Kirchentreffen im Zeichen der Spaltung

Seit Mittwoch tagt die Lambeth-Konferenz der Anglikaner – ohne die Konservativen. Für Streit sorgt ein schwuler Bischof, der nicht eingeladen, aber angereist ist. Auch der Erzbischof von Canterbury scheint die Krise nicht abwenden zu können

AUS DUBLIN RALF SOTSCHECK

Eigentlich könnte es ein harmonisches Treffen werden. Die konservativen Kritiker sind der Lambeth-Konferenz der anglikanischen Kirche, die alle zehn Jahre stattfindet und gestern Abend begann, ferngeblieben. Und auch der Grund für ihren Unmut, der homosexuelle US-Bischof Gene Robinson, ist nicht anwesend. Es ist die 13. Konferenz in der Geschichte. Die erste fand 1867 im Lambeth-Palast statt, der Londoner Residenz des Erzbischofs von Canterbury. Heutzutage trifft man sich in der Universität von Canterbury.

Die 800 Bischöfe aus 38 unabhängigen Landeskirchen, die 70 Millionen Gläubige vertreten, könnten sich also drei Wochen dem Bibelstudium und dem Gebet widmen, wie es die Tagesordnung vorsieht. Debatten, Abstimmungen oder Resolutionen stehen nicht an. Nur in Randveranstaltungen werden Themen wie der Umgang mit der Presse und der Sexualität behandelt.

Dennoch liegt über der Konferenz eine nervöse Spannung. Gene Robinson nimmt zwar nicht offiziell teil, aber angereist ist er dennoch. Am Montag hielt er einen Gottesdienst ab, dabei kam es zu einem Zwischenfall. Ein Besucher sprang während der Predigt auf und verlangte von Robinson, zu bereuen, denn Homosexualität stehe mit Pädophilie, Sodomie, Ehebruch und Kindesopfern auf einer Stufe.

Robinson ist so etwas gewöhnt. Er ist nicht zum Bischof von New Hampshire ernannt worden, wie es in der Church of England üblich ist, sondern er ist von seiner Gemeinde gewählt worden. Bei zu seiner Weihe 2003 musste er, ebenso wie sein Partner Mark Andrew, eine kugelsichere Weste tragen. Vor der Kirche demonstrierten Menschen mit Plakaten, auf denen stand: „Gott hasst Schwuchteln.“

Dabei ist er nicht der einzige schwule Bischof, es gibt mindestens vier weitere unter den Anglikanern. Aber Robinson ist der einzige, der es zugibt. Und er ist der einzige, der von Rowan Williams, dem Erzbischof von Canterbury, nicht zur Lambeth-Konferenz eingeladen worden ist.

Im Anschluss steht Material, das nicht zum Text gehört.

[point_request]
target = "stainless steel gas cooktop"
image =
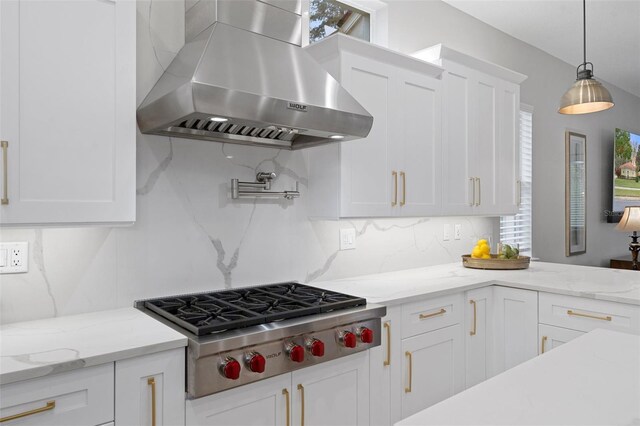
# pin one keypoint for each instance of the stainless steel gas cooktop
(244, 335)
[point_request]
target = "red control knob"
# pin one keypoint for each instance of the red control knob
(348, 339)
(316, 347)
(230, 369)
(366, 335)
(296, 353)
(256, 362)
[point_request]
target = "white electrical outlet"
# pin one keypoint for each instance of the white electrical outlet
(446, 234)
(14, 258)
(347, 239)
(457, 231)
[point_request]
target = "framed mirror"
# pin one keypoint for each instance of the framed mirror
(575, 209)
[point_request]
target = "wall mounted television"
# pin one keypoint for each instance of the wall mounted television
(626, 172)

Williams hat einmal geäußert, dass treue homosexuelle Partnerschaften lebensbereichernder und liebevoller sein können als verletzende heterosexuelle Partnerschaften, doch inzwischen sagt er gar nichts mehr zu dem Thema. Als er vor sechs Jahren zum 104. Erzbischof von Canterbury ernannt wurde, erwartete man sich von ihm frischen Wind nach Jahrzehnten des Niedergangs. Williams ist ein hochintelligenter Theologe und ein begabter Redner. Ihm traute man es zu, den Niedergang der anglikanischen Kirche abzuwenden.

Inzwischen zweifelt man, ob er mit der Krise der Spaltung fertig werden kann. Und um eine Spaltung handelt es sich, auch wenn das niemand sagt. Auf ihrer „Global Anglican Future Conference“ in Jerusalem haben sich 1.200 Anglikaner, darunter fast 300 Bischöfe, die meisten aus Afrika, vorigen Monat von ihrer Mutterkirche getrennt. Sie sind jetzt auch nicht nach Canterbury gekommen. Neben dem homosexuellen Bischof störte sie vor allem der Beschluss, künftig weibliche Bischöfe zuzulassen.

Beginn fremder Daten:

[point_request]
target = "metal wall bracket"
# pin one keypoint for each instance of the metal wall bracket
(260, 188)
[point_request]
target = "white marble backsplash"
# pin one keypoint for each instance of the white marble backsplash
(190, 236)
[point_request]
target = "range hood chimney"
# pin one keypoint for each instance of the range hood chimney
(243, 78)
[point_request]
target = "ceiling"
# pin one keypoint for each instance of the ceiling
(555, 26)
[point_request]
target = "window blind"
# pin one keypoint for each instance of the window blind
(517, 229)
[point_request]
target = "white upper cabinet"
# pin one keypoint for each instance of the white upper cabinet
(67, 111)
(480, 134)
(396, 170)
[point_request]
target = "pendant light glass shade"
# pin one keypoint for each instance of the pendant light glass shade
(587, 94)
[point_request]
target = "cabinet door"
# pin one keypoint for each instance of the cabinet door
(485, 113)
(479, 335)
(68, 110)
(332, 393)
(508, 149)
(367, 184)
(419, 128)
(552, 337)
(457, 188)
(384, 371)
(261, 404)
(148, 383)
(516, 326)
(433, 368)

Aber auch liberale Anglikaner kritisieren Williams, weil er Jeffrey John, den zölibatären schwulen Bischof von Reading, auf Druck konservativer Kreise zum Rücktritt zwang. Williams wirkt hilflos im Kampf um die Richtung der anglikanischen Kirche. Philip Jensen, der Dekan von Sydney, nannte ihn eine „theologische Prostituierte“.